Bajó de un salto de la carreta y con pasos sigilosos y el rifle preparado se alejó del círculo de vehículos. La cadena había resistido. Duff estaba bajo la sombra de una higuera arrancando la corteza. Sus gemidos eran los de un cachorro recién nacido. Estaba de espaldas a Sean, desnudo, con las ropas destrozadas a su alrededor. Sean avanzó muy despacio hacia él y se detuvo fuera del alcance de la cadena.
—¡Duff! —lo llamó Sean con voz temblorosa. Duff giró sobre sí mismo y se agazapó. La saliva le cubría la barba dorada con una capa de espuma. Miró a Sean mostrándole los dientes y luego avanzó de un salto, gritando, hasta que la cadena lo retuvo y le hizo caer de espaldas otra vez. Se incorporó y luchó contra la cadena, forcejeando y con los ojos fijos en Sean. Sean retrocedió, tomó el rifle y apuntó al punto entre los ojos de Duff.
Júramelo. Júrame que nunca me liquidarás con el rifle.
La puntería de Sean vaciló. Seguía retrocediendo. Duff estaba sangrando. Los eslabones de acero le habían lastimado la piel de las caderas, pero seguía luchando por atacar a Sean. Y Sean se sentía tan encadenado como él. No podía poner fin a esto. Bajó el rifle, entonces, y lo miró, lleno de una compasión imponente.

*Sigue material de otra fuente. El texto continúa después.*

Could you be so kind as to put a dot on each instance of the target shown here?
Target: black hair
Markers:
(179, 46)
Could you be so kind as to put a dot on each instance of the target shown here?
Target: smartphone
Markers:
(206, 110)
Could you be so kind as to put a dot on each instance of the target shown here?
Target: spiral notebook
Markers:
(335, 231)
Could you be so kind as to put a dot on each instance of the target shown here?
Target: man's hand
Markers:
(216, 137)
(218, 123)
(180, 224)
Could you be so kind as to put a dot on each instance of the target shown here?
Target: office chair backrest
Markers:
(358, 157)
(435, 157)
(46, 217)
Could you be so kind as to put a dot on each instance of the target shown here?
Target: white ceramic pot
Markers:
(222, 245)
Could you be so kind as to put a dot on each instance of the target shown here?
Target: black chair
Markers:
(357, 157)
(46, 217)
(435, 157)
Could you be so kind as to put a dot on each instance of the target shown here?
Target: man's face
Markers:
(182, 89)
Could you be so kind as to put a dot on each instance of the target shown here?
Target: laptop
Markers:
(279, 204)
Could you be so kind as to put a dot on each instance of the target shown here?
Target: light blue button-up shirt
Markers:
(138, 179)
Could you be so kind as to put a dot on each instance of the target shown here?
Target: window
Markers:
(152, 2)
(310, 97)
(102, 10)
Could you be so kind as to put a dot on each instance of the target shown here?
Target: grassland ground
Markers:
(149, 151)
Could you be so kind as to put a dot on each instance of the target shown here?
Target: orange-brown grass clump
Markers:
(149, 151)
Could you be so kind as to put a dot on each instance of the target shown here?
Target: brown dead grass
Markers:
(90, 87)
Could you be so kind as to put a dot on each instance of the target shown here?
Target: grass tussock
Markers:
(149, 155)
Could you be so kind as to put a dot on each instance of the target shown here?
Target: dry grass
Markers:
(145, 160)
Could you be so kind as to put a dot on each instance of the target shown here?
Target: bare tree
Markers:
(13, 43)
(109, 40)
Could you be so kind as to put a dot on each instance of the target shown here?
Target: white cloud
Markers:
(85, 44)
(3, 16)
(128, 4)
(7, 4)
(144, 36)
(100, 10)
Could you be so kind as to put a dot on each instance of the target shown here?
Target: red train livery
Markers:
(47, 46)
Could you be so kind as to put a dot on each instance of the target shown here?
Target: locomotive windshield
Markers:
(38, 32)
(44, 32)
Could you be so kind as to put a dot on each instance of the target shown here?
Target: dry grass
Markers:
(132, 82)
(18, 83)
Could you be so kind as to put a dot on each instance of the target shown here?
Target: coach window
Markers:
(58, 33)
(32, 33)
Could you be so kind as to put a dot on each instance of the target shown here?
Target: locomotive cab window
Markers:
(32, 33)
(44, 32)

Por fin llegó Mbejane junto a él.
—Venga, Nkosi. No pondrá fin a esto. Vamos. No lo necesita ya; el verlo a usted lo irrita.
Duff luchó aún y gritó, tratando de librarse de la cadena. De su cintura lastimada brotaba la sangre y se detenía en el vello de sus piernas como un espeso chocolate hirviente. Con cada sacudida de la cabeza, la espuma le brotaba de la boca y le caía por el pecho y los brazos.
Mbejane condujo a Sean de regreso al campamento. Estaban allí los otros sirvientes y con un esfuerzo, Sean les impartió órdenes.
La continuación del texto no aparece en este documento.